During the McCarthy-led “Red Scare,” there were several great sci-fi stories that spoke out against indiscriminately labeling people commies. The most famous is Invasion of the Body Snatchers, while the 50’s version of The Thing was also steeped in the paranoia of the time.
And who could forget the great Twilight Zone episode, “The Monsters Are Due on Maple Street,” where a neighborhood starts accusing everyone on the block of being aliens (read “communists”), finally culminating in a full-blown riot when paranoia reaches its boiling point.
As Rod Serling proved many times, sci-fi was a great Trojan horse to sneak important messages through, and via genre stories a number of writers spoke out against the communist witch hunts, which needlessly destroyed people’s lives.
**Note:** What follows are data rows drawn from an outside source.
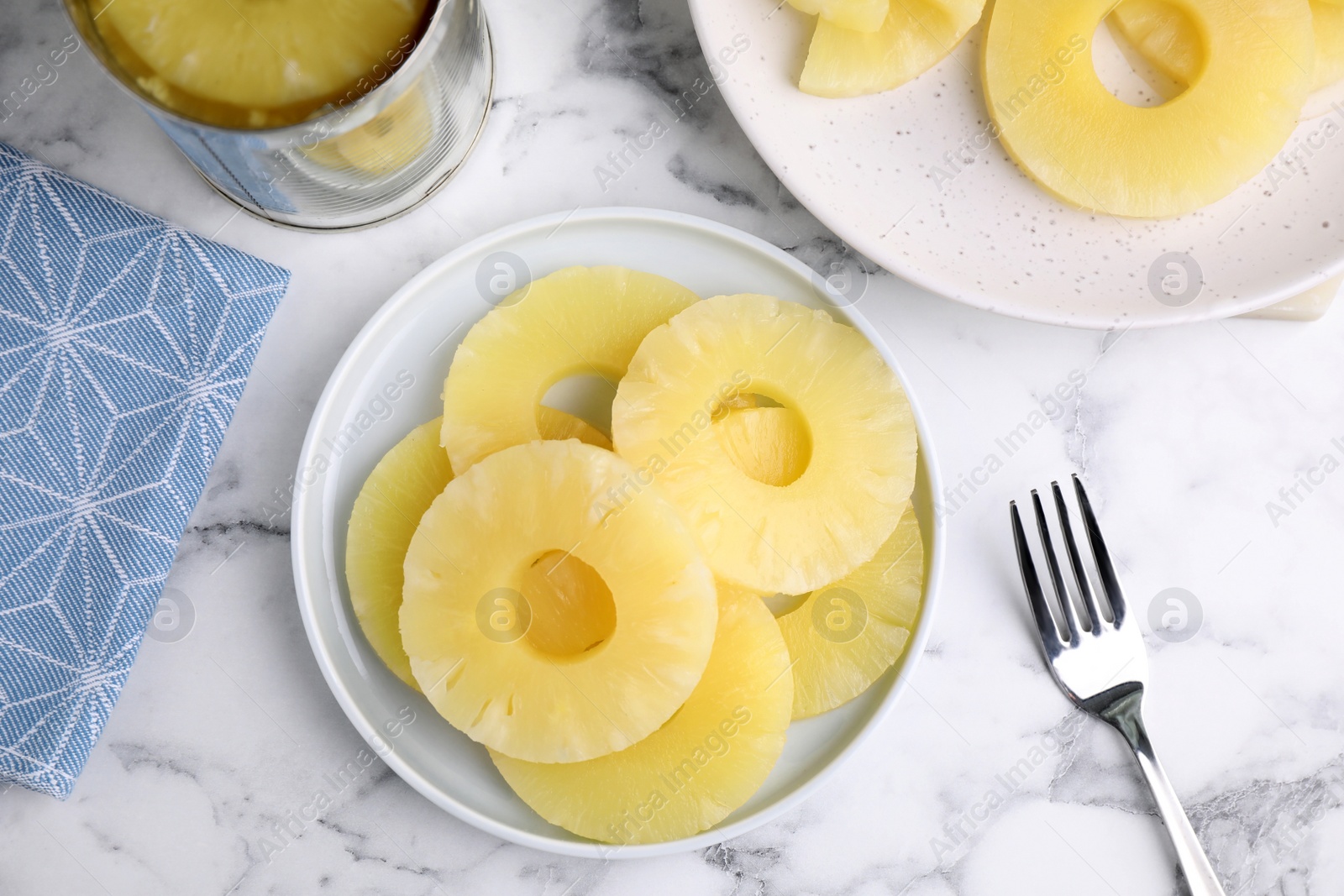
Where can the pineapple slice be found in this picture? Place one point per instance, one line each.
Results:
(1163, 35)
(765, 537)
(914, 36)
(1093, 150)
(578, 320)
(692, 772)
(864, 620)
(386, 512)
(463, 616)
(1167, 38)
(264, 54)
(389, 508)
(846, 636)
(857, 15)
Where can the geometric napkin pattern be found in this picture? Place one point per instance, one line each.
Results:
(125, 344)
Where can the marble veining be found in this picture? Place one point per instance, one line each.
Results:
(207, 777)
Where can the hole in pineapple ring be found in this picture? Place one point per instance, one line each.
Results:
(765, 439)
(570, 606)
(1124, 69)
(503, 616)
(839, 616)
(588, 396)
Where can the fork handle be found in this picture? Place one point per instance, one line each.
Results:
(1128, 719)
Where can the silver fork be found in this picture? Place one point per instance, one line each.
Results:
(1102, 665)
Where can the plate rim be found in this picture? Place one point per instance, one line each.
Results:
(307, 537)
(979, 298)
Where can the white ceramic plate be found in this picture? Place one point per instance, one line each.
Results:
(409, 344)
(990, 237)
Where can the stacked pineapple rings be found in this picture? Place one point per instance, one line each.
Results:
(595, 617)
(1236, 74)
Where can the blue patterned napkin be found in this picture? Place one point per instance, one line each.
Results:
(124, 347)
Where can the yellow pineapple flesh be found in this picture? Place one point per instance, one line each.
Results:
(386, 512)
(570, 604)
(914, 36)
(698, 768)
(1093, 150)
(1167, 38)
(844, 636)
(464, 618)
(857, 15)
(860, 470)
(575, 322)
(291, 56)
(385, 516)
(847, 634)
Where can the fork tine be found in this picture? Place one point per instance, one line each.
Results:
(1075, 562)
(1045, 622)
(1105, 570)
(1066, 602)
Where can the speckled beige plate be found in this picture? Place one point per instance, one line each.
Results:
(873, 170)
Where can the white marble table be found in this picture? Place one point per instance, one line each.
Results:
(1183, 437)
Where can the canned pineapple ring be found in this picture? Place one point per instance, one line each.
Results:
(1093, 150)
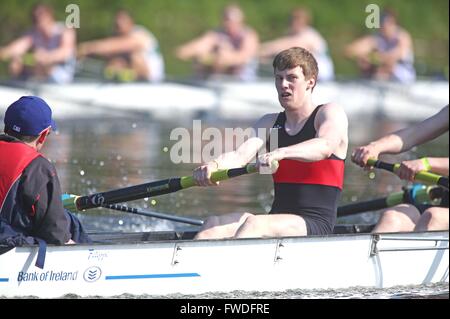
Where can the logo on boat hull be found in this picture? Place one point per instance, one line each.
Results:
(92, 274)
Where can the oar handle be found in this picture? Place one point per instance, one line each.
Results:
(418, 194)
(220, 175)
(422, 176)
(152, 189)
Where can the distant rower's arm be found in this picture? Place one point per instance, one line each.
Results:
(360, 48)
(403, 140)
(112, 45)
(273, 47)
(248, 150)
(16, 48)
(243, 55)
(197, 47)
(65, 50)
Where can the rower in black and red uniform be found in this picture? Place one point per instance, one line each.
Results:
(310, 189)
(311, 147)
(31, 210)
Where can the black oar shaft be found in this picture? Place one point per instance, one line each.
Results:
(351, 209)
(129, 193)
(156, 188)
(185, 220)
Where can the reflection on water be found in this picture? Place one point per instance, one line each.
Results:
(104, 154)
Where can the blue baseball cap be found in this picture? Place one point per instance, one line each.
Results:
(29, 116)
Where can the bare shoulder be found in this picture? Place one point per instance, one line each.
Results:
(266, 121)
(331, 113)
(332, 109)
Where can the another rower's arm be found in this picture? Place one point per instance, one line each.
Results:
(403, 140)
(16, 48)
(331, 138)
(248, 150)
(238, 158)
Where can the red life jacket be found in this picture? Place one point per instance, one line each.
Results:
(14, 158)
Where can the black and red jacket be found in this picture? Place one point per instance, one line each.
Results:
(306, 188)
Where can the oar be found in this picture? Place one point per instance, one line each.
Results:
(426, 177)
(156, 188)
(417, 194)
(136, 211)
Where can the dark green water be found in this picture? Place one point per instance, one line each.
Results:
(104, 154)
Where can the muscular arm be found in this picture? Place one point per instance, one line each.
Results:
(238, 158)
(360, 48)
(331, 138)
(403, 140)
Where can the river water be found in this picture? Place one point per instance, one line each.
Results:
(107, 153)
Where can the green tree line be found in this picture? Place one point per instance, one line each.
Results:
(174, 22)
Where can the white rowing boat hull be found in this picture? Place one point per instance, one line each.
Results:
(231, 99)
(191, 267)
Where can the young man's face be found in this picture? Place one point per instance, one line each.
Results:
(292, 87)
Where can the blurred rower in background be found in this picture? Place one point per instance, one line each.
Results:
(45, 53)
(407, 217)
(387, 54)
(133, 52)
(301, 34)
(230, 50)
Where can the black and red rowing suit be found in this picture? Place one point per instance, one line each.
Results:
(308, 189)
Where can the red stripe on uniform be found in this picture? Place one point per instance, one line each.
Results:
(14, 158)
(329, 172)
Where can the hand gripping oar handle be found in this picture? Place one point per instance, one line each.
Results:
(423, 176)
(156, 188)
(132, 210)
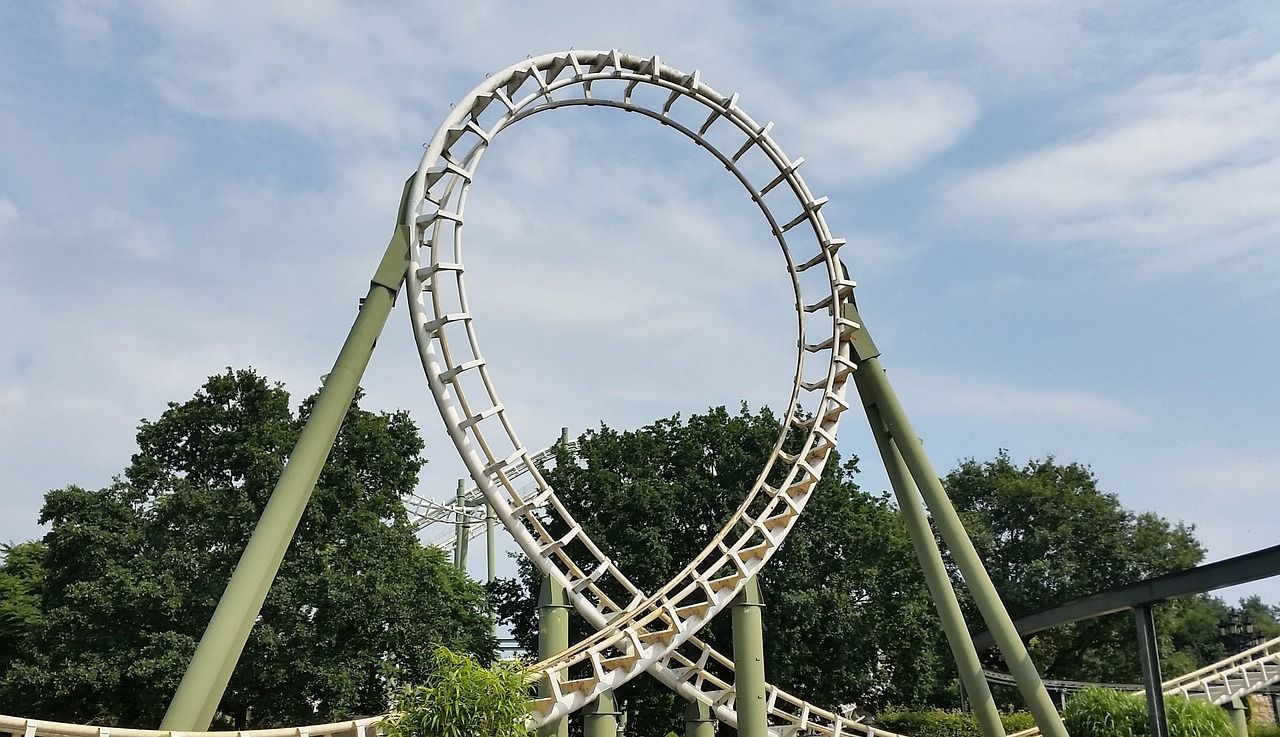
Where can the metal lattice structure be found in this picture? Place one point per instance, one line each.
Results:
(1233, 677)
(635, 631)
(647, 630)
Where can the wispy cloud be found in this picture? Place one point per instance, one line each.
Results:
(1178, 175)
(883, 128)
(984, 398)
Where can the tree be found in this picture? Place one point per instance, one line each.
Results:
(1047, 535)
(133, 572)
(846, 609)
(22, 580)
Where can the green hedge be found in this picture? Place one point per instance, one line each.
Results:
(1102, 713)
(940, 723)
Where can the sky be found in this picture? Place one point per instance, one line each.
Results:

Now The Huffington Post and io9 are reporting that one of the greatest sci-fi authors of all time, Ray Bradbury, was being investigated by the FBI because they believed he was a communist. According to these reports, the FBI staked out Ray’s house, and ran a check on his passport records, but they eventually gave up on their search, and didn’t call Bradbury in for questioning.
These papers came to light thanks to the Freedom of Information Act, which allows people to view FBI files. It turns out the Bureau was looking into Bradbury in the sixties, and Bradbury took out a full page ad in Variety to denounce the House of Un-American Activities Committee, calling their search for commies “claptrap and nonsense.”
It turns out a screenwriter named Martin Berkeley was suspicious of Bradbury, and he felt sci-fi writers were likely to be communists, except Berkeley’s theory was that sci-fi was the Trojan horse to covert people to being commies. As the FBI files tell us, Berekley “noted that some of Bradbury’s stories have been definitely slanted against the United States and its capitalistic form of government.”
Berekley also believed a writer like Bradbury could “spread poison” against the government, and as the FBI papers continue, Berekley told them, “the general aim of these science fiction writers is to frighten the people into a state of paralysis or psychological incompetence bordering on hysteria which would make it very possible to conduct a Third World War…”
Of course, all of this is foolishness. As we’ve seen with the best sci-fi, the genre has tried to warn us against war, not promote it. And after Berkeley claimed 155 people in Hollywood were also active commies, he ended up relegated to writing sci-fi himself, but not great sci-fi like Bradbury, more like grad B stuff like Tarantula and The Deadly Mantis.